Durante 12 dias de navegação, pesquisadores da Universidade do Estado do Amazonas (UEA) realizaram a terceira expedição fluvial de um dos maiores programas de monitoramento ambiental em curso no mundo. Intitulada Iriru 3, a campanha percorreu mais de 1.700 quilômetros pelo rio Madeira, analisando 54 pontos ao longo da bacia para avaliar a qualidade da água, peixes e sedimentos. O trabalho integra o Programa de Monitoramento da Água, Ar e Solos do Estado do Amazonas (ProQAS/AM).
A missão científica é liderada pelo Grupo de Pesquisa Química Aplicada à Tecnologia (GP-QAT/UEA) e tem como foco mapear possíveis contaminações ambientais e subsidiar políticas públicas e ações de conservação. Entre os 164 parâmetros definidos pelo Conama que foram analisados, estão indicadores físico-químicos, microbiológicos e a presença de metais como o mercúrio e o metilmercúrio, cujas análises finais serão realizadas em parceria com a Harvard University, nos Estados Unidos.
“A robustez da infraestrutura laboratorial que desenvolvemos é inédita na região e nos permite monitorar o ecossistema com alta precisão”, afirma o coordenador do programa, Prof. Dr. Sergio Duvoisin Junior.
Diagnóstico da bacia do Madeira
As análises já revelam alterações químicas, físicas e biológicas importantes em diferentes trechos do rio, permitindo identificar áreas com maior vulnerabilidade ambiental e riscos à saúde das comunidades locais. As amostras foram coletadas em municípios estratégicos como Borba, Manicoré, Humaitá, Nova Olinda do Norte, Urucurituba e Novo Aripuanã.
Um dos principais alertas diz respeito à contaminação por mercúrio, associada diretamente ao garimpo ilegal na região. Em alguns pontos do rio, a presença de grandes agrupamentos de dragas, conhecidas como “fofocas”, tem gerado alta turbidez, agravando o assoreamento e a contaminação dos sedimentos e dos peixes consumidos pela população.
“Nosso trabalho é essencial para identificar padrões de contaminação e orientar ações preventivas que minimizem os impactos na saúde humana e no meio ambiente”, explica a engenheira ambiental Silvana Silva, doutoranda da UEA e responsável pela análise de metais pesados no projeto.
Infraestrutura flutuante e tecnologia de ponta
A bordo da embarcação-laboratório “Roberto dos Santos Vieira”, equipada com quatro laboratórios móveis, os pesquisadores realizaram análises em tempo real, incluindo coliformes, nitrogênio total, fósforo, metais, DBO e DQO, além de catalogar espécies como jaraqui, pacu, matrinxã, sardinha e traíra, fundamentais na dieta local.
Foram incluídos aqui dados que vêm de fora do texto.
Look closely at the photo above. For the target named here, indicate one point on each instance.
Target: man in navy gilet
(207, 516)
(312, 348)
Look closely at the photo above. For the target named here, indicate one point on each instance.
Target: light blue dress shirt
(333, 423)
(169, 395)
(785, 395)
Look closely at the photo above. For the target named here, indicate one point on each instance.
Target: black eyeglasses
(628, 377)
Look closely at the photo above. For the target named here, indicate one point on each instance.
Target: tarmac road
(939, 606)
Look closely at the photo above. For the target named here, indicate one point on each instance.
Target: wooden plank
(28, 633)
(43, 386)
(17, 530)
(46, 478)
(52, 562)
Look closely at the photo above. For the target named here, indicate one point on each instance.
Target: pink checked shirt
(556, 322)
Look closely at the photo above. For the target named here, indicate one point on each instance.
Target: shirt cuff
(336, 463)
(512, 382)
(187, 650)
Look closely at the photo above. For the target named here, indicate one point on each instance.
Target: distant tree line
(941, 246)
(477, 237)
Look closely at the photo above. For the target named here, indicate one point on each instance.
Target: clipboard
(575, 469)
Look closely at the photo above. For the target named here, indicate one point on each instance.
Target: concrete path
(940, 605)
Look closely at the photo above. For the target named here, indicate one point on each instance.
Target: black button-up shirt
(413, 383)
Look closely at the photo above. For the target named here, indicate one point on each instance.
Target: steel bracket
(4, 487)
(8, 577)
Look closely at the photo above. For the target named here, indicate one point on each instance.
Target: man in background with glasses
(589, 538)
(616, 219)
O estudo também inclui o diálogo direto com moradores e pescadores para identificar as espécies mais consumidas e compreender melhor a relação entre o ambiente e os hábitos alimentares das comunidades ribeirinhas.
Relevância científica e internacionalização
A iniciativa tem apoio do Instituto de Proteção Ambiental do Amazonas (Ipaam), Grupo Atem, Fapeam, CNPq e instituições internacionais. Para o reitor da UEA, Prof. Dr. André Zogahib, o ProQAS/AM reforça a capacidade da universidade em contribuir com o desenvolvimento sustentável e gerar dados estratégicos de referência internacional.
“Esse trabalho eleva a ciência na Amazônia e mostra que a pesquisa científica pode transformar realidades e orientar políticas públicas baseadas em evidências”, afirma o reitor.
O chefe da expedição, Dr. Adriano Nobre, destaca que o projeto não apenas coleta dados, mas também registra alterações ambientais de forma contínua, servindo como base técnica para o planejamento de ações governamentais e comunitárias.
Próximos passos
O GP-QAT/UEA já planeja quatro novas expedições para 2026, com foco ampliado no diálogo com comunidades, educação ambiental e cooperação técnica com órgãos públicos. O objetivo é consolidar o ProQAS/AM como um modelo de monitoramento ambiental permanente, que una ciência, sociedade e poder público em defesa da Amazônia viva e saudável.